Wednesday, April 20, 2011

California Condor #57 in Zion National Park, Utah

  The California Condor population steadily declined during the 20th century until, in 1987, there were only 22 California condors known to exist in the world.  The last of the free-flying condors were taken into captivity in that year and a captive breeding program was initiated.  Reintroduction into the wild began in early 1992 and continues today.  In 1996 several pairs of breeding condors were released into the wild in Arizona, 30 miles north of Grand Canyon National Park.  Since that time the condors have spread into southern Utah; 70 condors currently soar over the skies of northern Arizona and southern Utah.
Climbing to the top of Angel's Landing.
  It’s a sun-drenched October morning in Zion National Park.  Tim and I catch the shuttle into the park for today’s hike to Angels Landing.  The Angels Landing trail is strenuous and grueling.  The hike is described in the Zion National Guidebook as follows:  “The hike starts along a gradually ascending path by the Virgin River then starts up a series of steepening switchbacks.  There is a small brook through Refrigerator Canyon, a cool, shady mostly level walk under tall Ponderosa Pines.  From Refrigerator Canyon the trail climbs the impressive Walter’s Wiggles, a series of steep and short switchbacks.  After Walter’s Wiggles you reach Scout’s Landing at 2.0 miles, a wide, sandy lookout.  From Scouts Landing the trail makes a final steep 0.5 mile ascent to Angel’s Landing, 1500 feet above the valley floor.  The last half mile requires a 45 minute effort of steep climbing on ridgelines, aided by chains anchored in the rock.  From Angel’s Landing there is a 360˚ view of Zion Canyon.”
  We arrive at trail’s end and, as promised by the guidebook, are treated to a top-of-the-world view.  What could surpass this?  How about the sight of a critically endangered California condor?  Other hikers atop Angel’s Landing point out the huge bird, perched on top of a nearby ponderosa pine.  As we relax and settle down on the rocky outcrop with our lunch the condor takes flight, flapping and soaring above us.  We can see a white tag on his wing identifying him as “Condor 57”.  The magnificent bird completes six circles over Angel’s Landing.  The shadow of his nine-foot wingspan falls on the precipitous rock face before he disappears over the cliffs on the canyon’s western edge. 
Condor 57 Soars over Angel's Landing.
  The hike down from the top of Angel’s Landing to the trailhead is hard on the knees but we’re so exhilarated by our condor experience that we barely notice.  When we return to the visitor center I report the condor sighting to the ranger and he asks me to fill out a form providing details.  Later I look up Condor 57 on the internet and discover that our bird is a male, born in captivity on May 20, 2001 and released in Vermillion Cliffs, Arizona on September 25, 2002. 

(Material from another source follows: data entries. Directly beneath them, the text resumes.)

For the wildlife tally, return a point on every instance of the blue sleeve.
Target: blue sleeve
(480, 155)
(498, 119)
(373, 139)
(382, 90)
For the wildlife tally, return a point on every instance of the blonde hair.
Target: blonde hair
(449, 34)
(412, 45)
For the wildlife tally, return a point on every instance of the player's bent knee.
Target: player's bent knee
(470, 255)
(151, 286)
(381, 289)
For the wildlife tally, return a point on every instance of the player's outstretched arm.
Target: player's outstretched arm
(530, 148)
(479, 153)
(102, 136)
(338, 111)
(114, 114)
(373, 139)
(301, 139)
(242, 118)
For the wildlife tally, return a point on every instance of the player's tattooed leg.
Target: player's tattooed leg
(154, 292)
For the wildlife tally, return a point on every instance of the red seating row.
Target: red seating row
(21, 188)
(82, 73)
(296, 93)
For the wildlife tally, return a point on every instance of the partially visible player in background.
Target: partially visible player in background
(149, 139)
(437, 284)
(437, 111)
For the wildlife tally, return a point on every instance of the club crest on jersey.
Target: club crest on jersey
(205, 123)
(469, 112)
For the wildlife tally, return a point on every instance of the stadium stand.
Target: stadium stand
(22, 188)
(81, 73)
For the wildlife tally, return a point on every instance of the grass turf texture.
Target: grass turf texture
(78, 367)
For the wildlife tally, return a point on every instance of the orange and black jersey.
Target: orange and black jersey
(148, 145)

  Welcome home, Condor 57.  May you enjoy a long and productive life. 

For more information on California Condor reintroduction go to:

Information on Zion's National Park and the Angel's Landing trail may be found here:  and


  1. Nine-foot wingspan?! Wow. What a magnificent bird - and thank you for all the background and links on condors.

    Glad you were willing to push through that 45-minute half-mile to bring your readers this story.

  2. Could we have seen Condor 57?

    In Glendora California on June 6 2017 at 9am. Condor 57 was sitting on top of telephone pole looking down at our 8 week old Golden retriever as a snack. Now to worry, we still have our dog and we haven't see 57 since. The following is a link to our pictures.

    Interesting that the photo above looks like the tag in on the left wing, but our photos show the tag on the right wing.

  3. I'm happy to hear that this condor wasn't interested in your dog!
    Also, it's very exciting to think that this could have been the same condor my husband and I saw so long ago. I don't know what to think of the number #57 on the opposite wing. I'll email the condor reintroduction service to find out if they re-capture and re-tag the birds during their lives. If it is "our" condor (and I hope that's the case), I'll reprint this post with your pictures from June.
    Thanks for the report of your condor sighting!